Our genetic makeup influences our vulnerability to diseases and our response to treatments. This project will leverage the largest and most diverse collections of genetic data in the world to unveil the causal role of genes in disease development. The discoveries from this project will pave the way for innovative and ground-breaking approaches in personalised disease prevention and healthcare.

Abstract

To date, thousands of genetic variants have been associated with disease susceptibility. However, the clinical implications and biological mechanisms underlying these genetic associations remain largely unknown and underexploited. My research program proposes two integrated roadmaps for translating genetic associations detected across multiple diseases into new clinical applications and new actionable biology. The roadmap towards clinical application (Aim 1) focuses on developing the most accurate and transferable (across populations) genomic risk predictors for common diseases. These optimal genomic predictors will improve identification of disease subtypes and help personalise prevention and treatment. Another aim towards clinical translation includes training of clinicians to fully understand the benefit and limitations of genomic prediction technologies. The roadmap towards actionable biology has two arms. The first arm focuses on developing new statistical models with an increased ability to discover, beyond statistical associations, the causal genetic variation for common diseases (Aim 2). This step is critical for designing the future gene-editing experiments needed to firmly identify causal genes for various diseases.

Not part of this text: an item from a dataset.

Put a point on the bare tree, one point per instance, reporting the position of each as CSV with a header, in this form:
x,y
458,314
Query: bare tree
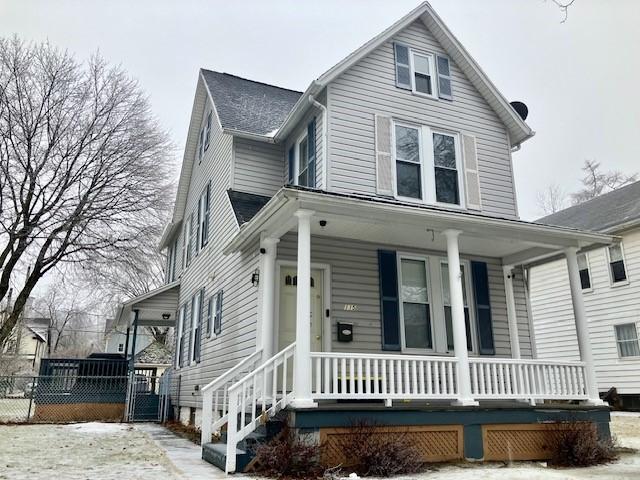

The second arm focuses on identifying molecular endpoints affected by disease-causing genetic variation. The latter step will leverage many publicly available genomic datasets, including a sample of 500 first-generation admixed individuals (The Australian Bridge Study; ABS) recruited as part of this program (Aim 3). The ABS will be a unique genomic resource with maximized genetic diversity for studying the effect of genetic liability to common diseases on allele-specific gene expression and other cellular phenotypes. Altogether, my ambitious research program will develop the next generation of methods for analysing an ever-growing volume of genomic data (generated across the world), train the next generation of statistical geneticists and healthcare practitioners who will apply and deploy these methods in the clinic, and make fundamental discoveries regarding the genetic causes of inter-individual differences in disease risk and progression.

Vision

To achieve personalised healthcare by tailoring prevention, diagnostic and cure of chronic disease to each person’s unique genome. To realise this vision, three major challenges must be addressed:

  1. Transitioning from detecting disease-associated genetic variation, which is the current paradigm underlying genome-wide association studies (GWAS), towards identifying disease-causing genes
  2. Building a mechanistic understanding of what and how genes affect disease susceptibility and severity; and
  3. Creating accurate, reliable and equitable genetic risk predictors for common disease.